For the six months ended September 30, 2025, Solowin Holdings generated $5.8 million in total revenues and recorded a net loss of $4.6 million, improving from a $6.3 million loss in the prior-year period.
What drove revenue growth at Solowin Holdings (AXG) in the latest interim period?
Revenue growth was mainly driven by digital assets-related services, particularly virtual assets service income of $5.2 million, compared with $15,000 a year earlier, while traditional financial services contributed a smaller share.
What is Solowin Holdings’ financial position as of September 30, 2025?
As of September 30, 2025, total assets were $383.2 million and total liabilities were $14.2 million, resulting in total equity of $369.0 million. Cash, cash equivalents and segregated client cash together totaled $15.1 million.
How significant is goodwill on Solowin Holdings’ balance sheet?
Goodwill totaled $343.1 million as of September 30, 2025, arising from the acquisition of AlloyX Limited. The company’s qualitative assessment did not indicate goodwill impairment for the period.
How has Solowin Holdings’ capital structure changed during the six months ended September 30, 2025?
During the period, Solowin issued 147.4 million Class A and 23.3 million Class B ordinary shares, increasing additional paid-in capital to $388.1 million. It also received $11.4 million in cash capital injections from investors.

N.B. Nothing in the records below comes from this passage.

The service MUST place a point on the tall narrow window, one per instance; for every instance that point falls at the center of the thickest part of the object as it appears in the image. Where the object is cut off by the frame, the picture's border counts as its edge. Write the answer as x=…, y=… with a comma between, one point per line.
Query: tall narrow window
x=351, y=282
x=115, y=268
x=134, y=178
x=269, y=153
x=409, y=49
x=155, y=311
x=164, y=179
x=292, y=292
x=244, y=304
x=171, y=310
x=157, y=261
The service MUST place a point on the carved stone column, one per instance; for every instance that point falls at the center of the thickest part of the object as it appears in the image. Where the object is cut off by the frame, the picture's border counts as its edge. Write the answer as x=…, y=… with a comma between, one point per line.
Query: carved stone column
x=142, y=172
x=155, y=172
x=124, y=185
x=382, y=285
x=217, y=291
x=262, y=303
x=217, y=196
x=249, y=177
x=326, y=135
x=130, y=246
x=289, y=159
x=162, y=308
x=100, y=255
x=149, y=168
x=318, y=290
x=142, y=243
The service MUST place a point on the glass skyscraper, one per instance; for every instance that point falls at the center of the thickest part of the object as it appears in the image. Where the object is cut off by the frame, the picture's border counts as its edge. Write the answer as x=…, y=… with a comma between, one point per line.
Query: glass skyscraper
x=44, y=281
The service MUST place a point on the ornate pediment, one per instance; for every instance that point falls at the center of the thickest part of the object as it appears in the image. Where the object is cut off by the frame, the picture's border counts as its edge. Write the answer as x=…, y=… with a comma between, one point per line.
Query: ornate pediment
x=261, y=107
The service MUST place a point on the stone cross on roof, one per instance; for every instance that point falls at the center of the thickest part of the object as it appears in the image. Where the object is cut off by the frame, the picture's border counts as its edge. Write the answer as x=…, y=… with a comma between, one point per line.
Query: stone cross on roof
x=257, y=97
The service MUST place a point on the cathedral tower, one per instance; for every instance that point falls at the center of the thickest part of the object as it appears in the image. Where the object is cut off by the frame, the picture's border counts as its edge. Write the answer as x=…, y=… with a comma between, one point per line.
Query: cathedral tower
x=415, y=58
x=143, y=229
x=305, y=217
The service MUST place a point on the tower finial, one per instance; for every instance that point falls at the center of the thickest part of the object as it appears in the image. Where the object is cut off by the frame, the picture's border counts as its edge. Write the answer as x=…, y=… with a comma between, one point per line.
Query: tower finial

What are Solowin Holdings’ main business segments and where is revenue generated?
The company reports two segments: Traditional financial services and Digital assets-related services. For the six months ended September 30, 2025, both assets and revenues were generated in Hong Kong, with digital assets-related services providing most of the revenue.
How are the interim financial statements in this Solowin Holdings Form 6-K being used?
The unaudited interim condensed consolidated financial statements for the six months ended September 30, 2025 are being furnished on Form 6-K and are incorporated by reference into Solowin’s registration statements on Form S-8 and Form F-3.